Pin It
Frida Kahlo: The Complete Paintings
Taken from Frida Kahlo: The Complete PaintingsCourtesy of Taschen

Want to achieve artistic success? You need a ‘hot streak’, study says

Artificial intelligence analysed over 800,000 artworks to find out what sparks a roll of creative triumphs

Whether it’s Sally Rooney, Bong Joon-ho, Arca, or Lil Nas X, there are many creatives who seem to continually be on their A-game. In a bid to find out what sparks a run of success that pushes someone to the top of their field, researchers have been looking into the existence of ‘hot streaks’, or “bursts of high-impact works clustered together in close succession”.

Lead researcher Dashun Wang of Northwestern University said that “in scientific careers, we see that it is in a four to five-year period where scientists publish their best work. 90 per cent of scientists experience a hot streak, and it usually happens once.”

However, Wang found it hard to determine what provoked these streaks. “There is equal probability that the hot streak could occur in the beginning, middle, or end of a career,” he said. “It seemed like a random magical period.”

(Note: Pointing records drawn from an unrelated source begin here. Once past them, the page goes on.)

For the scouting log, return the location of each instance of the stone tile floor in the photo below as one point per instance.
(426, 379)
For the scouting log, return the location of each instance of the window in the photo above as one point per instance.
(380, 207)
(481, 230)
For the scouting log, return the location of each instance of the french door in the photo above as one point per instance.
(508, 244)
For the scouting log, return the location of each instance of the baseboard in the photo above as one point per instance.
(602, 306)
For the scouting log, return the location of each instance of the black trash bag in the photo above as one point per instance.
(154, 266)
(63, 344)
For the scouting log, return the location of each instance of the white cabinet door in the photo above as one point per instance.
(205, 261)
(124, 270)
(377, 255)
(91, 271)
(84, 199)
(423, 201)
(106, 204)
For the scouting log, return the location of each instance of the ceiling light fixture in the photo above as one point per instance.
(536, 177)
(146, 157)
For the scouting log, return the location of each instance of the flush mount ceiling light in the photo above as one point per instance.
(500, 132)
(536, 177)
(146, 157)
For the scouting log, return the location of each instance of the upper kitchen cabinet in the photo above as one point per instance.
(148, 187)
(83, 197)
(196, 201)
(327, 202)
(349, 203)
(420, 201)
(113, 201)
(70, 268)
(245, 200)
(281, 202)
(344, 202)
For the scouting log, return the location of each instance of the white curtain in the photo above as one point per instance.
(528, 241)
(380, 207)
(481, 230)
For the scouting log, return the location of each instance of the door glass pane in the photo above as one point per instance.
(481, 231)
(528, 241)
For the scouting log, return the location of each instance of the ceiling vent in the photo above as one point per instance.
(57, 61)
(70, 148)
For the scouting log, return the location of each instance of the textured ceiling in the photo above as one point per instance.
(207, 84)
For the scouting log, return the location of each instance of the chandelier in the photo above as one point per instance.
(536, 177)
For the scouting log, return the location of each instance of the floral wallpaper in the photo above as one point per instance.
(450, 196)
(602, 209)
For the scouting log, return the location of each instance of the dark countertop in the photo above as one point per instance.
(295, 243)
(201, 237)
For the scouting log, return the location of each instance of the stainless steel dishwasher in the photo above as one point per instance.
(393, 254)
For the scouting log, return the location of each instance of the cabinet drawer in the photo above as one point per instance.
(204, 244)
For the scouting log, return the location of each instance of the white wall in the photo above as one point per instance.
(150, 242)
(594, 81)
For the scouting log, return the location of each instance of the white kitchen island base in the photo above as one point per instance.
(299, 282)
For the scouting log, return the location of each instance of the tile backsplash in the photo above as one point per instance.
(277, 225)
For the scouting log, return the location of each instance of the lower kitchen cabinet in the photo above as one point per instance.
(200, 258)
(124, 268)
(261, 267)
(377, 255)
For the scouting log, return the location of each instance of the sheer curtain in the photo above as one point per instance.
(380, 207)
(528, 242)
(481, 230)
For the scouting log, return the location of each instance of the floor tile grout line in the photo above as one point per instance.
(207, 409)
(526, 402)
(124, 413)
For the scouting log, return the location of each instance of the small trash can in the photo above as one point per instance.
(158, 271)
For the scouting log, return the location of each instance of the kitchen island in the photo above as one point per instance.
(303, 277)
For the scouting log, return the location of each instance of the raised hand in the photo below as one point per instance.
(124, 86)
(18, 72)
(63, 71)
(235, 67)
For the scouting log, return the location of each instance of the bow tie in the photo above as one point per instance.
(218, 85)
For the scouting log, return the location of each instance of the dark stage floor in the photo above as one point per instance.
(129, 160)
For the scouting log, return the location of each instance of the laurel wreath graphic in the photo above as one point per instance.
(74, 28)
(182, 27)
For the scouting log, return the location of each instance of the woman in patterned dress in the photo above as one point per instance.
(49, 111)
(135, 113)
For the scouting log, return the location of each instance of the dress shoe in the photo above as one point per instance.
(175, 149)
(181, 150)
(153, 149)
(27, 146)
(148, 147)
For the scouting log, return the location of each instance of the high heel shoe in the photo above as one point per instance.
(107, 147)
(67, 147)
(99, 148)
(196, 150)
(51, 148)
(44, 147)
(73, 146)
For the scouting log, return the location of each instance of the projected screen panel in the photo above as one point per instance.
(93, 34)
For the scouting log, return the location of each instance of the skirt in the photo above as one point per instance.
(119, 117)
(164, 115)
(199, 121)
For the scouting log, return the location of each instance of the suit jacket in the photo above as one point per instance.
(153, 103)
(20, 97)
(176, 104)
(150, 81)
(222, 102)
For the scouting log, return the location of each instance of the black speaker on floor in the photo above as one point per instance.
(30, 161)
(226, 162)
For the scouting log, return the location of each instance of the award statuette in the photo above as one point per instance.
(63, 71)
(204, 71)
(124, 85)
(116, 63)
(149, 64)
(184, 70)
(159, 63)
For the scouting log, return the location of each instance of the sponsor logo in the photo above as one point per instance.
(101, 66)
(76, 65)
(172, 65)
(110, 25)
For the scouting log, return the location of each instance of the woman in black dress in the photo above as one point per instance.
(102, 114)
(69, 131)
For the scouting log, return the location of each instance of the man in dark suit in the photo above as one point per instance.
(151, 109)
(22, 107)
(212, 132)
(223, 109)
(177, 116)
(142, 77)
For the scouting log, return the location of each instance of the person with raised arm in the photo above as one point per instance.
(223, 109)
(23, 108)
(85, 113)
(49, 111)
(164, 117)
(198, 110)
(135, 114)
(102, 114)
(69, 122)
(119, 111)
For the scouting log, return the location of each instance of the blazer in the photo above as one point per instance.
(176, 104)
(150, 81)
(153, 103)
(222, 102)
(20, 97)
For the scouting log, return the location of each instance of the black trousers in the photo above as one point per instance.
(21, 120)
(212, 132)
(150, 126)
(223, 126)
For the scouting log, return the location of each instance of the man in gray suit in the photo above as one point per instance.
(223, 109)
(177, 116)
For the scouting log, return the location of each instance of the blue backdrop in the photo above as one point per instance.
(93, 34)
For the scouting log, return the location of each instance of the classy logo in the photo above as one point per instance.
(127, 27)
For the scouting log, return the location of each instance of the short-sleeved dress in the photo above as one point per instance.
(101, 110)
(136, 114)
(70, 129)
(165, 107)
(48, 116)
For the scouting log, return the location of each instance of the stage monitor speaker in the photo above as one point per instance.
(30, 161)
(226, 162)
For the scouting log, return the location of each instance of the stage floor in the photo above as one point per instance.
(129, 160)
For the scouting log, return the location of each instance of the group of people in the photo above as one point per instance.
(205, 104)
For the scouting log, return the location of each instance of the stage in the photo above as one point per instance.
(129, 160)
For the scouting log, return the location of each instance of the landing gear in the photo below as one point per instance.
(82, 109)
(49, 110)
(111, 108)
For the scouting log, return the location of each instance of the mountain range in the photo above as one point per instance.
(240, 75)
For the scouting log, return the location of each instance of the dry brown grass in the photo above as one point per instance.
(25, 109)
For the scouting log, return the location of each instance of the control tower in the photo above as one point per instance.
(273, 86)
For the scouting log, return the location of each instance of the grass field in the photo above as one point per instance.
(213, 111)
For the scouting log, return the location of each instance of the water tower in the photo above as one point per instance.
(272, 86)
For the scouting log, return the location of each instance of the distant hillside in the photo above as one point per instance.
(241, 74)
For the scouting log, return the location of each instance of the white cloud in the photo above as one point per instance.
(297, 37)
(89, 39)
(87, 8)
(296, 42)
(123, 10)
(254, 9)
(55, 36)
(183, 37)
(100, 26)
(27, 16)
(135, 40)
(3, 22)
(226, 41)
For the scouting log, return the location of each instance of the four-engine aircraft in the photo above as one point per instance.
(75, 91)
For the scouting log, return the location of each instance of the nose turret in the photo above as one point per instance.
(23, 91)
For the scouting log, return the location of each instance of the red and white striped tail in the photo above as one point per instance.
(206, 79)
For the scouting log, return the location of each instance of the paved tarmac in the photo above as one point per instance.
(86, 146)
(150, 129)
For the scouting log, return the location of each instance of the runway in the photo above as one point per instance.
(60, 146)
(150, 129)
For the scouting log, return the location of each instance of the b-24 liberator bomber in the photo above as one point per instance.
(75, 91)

A new study, published in Nature Communications, used artificial intelligence to analyse the careers of artists, film directors, and scientists. The research collected over 800,000 images of visual arts from museum and gallery collections, and looked at metrics of success like the auction price of artworks, IMDb ratings, and research paper citations to identify hot streaks for 2,128 artists, including Jackson Pollock and Frida Kahlo, 4,337 directors, and 20,040 scientists.

The AI then analysed the type of works within each hot streak. If there was a lot of variety in style, this was termed as a period of ‘exploration’, or if the AI detected little variety, it was a period of ‘exploitation’.

Researchers found that a sequence of ‘exploration’ followed by ‘exploitation’ could predict hot streaks in the careers of not just artists, but filmmakers and scientists, too. But, as Wang adds: “Not all explorations are fruitful, and exploitation in the absence of promising new ideas may not be as productive.”

The paper cites Pollock’s four-year period of intense productivity and success with his drip paintings as an example of one of these streaks. This era saw him focus intensely on a very specific style, preceded by a long run of experimentation.

So there you have it: the formula to creative success! Simple!